Map of life expectancy at birth from Global Education Project.

Monday, February 08, 2016

Trying to locate the evil

Anna Marie Barry-Jester at 538 tries to tell us what went wrong in Flint. She doesn't get very far, it seems to me. Yes, she chronicles how responsible officials ignored and belittled citizen complaints, and cooked the books on testing the water. But she doesn't explain why they did this, and she doesn't go more than two links up the chain, either, pretty much sticking to the actions of flunkies.

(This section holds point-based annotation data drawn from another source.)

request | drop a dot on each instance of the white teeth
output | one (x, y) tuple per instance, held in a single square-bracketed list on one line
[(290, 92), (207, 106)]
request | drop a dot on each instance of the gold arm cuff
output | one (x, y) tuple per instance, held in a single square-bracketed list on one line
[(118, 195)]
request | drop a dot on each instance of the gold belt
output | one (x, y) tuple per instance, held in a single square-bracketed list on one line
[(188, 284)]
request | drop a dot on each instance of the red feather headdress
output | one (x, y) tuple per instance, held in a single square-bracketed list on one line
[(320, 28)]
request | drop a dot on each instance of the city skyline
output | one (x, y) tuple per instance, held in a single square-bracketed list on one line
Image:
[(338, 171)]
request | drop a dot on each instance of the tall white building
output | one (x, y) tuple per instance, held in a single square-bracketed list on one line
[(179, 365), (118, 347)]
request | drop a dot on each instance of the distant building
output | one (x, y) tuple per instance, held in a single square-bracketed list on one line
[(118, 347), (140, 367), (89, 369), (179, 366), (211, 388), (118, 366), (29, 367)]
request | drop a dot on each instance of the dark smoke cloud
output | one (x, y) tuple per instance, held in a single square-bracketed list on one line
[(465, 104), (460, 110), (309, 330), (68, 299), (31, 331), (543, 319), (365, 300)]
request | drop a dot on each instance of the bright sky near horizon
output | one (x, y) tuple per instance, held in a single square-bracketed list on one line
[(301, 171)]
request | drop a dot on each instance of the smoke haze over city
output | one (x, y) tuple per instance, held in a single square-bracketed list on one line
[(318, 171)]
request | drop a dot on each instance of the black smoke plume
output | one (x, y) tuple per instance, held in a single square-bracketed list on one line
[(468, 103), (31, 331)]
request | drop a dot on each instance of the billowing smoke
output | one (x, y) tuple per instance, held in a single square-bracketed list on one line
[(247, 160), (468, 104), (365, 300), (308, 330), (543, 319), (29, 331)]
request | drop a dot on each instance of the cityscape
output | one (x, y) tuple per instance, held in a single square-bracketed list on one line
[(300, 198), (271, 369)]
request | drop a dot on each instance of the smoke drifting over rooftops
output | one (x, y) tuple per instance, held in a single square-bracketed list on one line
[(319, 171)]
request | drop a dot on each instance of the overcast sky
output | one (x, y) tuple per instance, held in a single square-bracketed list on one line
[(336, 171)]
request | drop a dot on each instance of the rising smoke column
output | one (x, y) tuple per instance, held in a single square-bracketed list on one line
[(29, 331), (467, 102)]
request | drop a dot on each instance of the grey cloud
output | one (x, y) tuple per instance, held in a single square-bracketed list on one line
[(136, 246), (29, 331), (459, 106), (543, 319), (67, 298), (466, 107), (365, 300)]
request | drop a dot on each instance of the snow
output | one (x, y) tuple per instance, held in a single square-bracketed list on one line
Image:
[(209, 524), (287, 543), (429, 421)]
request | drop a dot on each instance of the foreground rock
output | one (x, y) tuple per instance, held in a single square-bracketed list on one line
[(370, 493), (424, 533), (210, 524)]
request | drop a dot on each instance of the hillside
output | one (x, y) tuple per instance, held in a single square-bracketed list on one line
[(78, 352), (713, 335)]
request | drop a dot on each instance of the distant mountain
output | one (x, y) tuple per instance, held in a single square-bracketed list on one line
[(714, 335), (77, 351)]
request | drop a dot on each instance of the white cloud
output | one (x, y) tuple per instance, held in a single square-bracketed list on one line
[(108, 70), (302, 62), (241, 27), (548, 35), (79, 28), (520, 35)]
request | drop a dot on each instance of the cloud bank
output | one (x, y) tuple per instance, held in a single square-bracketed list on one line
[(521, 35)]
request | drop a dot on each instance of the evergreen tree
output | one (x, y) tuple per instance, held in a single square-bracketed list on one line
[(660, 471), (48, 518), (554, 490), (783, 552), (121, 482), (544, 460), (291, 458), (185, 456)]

I'm not going to speculate about where the true responsibility lies here -- apparently the FBI is on the case and maybe they'll make some headway through the zone of plausible deniability. But the fact is, this is a crime so vast, and so horrific, it's difficult for the mind to encompass. People get 20 years for armed robbery and life in prison or the needle for murdering one person. But I will be very surprised if anybody even pays a fine for poisoning an entire city, damaging the brains of thousands of children, diminishing their prospects, and shortening their lives.

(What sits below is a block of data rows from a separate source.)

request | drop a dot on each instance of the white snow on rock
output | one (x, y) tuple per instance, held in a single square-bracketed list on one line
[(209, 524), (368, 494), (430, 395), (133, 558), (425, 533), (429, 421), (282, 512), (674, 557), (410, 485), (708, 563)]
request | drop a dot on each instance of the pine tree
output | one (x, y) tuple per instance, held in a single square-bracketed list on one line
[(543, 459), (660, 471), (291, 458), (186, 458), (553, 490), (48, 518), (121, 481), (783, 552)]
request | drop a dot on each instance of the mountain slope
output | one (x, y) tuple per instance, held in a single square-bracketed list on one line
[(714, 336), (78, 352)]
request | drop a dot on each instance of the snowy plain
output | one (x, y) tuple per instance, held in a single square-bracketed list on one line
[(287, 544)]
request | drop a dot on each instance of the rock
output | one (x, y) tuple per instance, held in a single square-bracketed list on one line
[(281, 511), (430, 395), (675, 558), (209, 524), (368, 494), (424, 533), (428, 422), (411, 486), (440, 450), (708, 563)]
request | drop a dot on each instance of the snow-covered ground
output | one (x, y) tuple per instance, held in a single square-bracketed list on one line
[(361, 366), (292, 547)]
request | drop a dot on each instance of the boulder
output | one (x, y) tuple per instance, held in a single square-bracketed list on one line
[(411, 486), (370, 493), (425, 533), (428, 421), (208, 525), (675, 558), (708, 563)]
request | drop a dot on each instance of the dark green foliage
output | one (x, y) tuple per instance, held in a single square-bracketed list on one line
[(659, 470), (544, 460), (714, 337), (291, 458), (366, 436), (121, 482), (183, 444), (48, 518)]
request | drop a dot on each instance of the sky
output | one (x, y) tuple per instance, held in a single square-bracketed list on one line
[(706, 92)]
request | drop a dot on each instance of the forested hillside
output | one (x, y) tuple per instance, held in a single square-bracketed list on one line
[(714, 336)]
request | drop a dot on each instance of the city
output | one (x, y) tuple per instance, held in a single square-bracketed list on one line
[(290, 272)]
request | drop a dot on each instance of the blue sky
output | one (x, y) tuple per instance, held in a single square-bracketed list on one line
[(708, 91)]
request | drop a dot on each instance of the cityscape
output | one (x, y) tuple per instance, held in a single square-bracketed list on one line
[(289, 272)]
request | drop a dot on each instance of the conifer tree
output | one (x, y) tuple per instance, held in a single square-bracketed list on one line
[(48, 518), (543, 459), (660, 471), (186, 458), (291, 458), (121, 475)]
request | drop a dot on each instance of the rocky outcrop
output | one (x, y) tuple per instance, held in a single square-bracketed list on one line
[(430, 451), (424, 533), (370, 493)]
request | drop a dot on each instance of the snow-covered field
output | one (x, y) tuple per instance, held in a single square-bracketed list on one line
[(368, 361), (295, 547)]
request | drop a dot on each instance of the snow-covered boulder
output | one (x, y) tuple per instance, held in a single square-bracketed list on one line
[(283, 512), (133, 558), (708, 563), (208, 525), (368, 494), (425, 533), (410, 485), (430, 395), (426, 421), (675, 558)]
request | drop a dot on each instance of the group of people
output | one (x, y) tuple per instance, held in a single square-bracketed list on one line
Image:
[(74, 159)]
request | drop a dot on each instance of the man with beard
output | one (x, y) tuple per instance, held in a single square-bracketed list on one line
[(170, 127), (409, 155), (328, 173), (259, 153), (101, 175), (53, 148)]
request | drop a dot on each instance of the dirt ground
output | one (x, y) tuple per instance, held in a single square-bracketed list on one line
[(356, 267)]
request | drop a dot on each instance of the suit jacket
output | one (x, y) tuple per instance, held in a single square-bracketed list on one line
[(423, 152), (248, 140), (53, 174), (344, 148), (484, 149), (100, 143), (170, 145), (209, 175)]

Our conception of justice is horribly distorted.

2 comments:

Don Quixote said...

Nothing I can really add to that.

There is a quote etched on the Kennedy Center (one quote among many) that reads something like this: "This country cannot afford to be materially rich but spiritually poor." Seems to me we've achieved poverty on each front. Especially the second one.

Cervantes said...

Well, to be more precise the country is materially rich but a few people are hogging it all.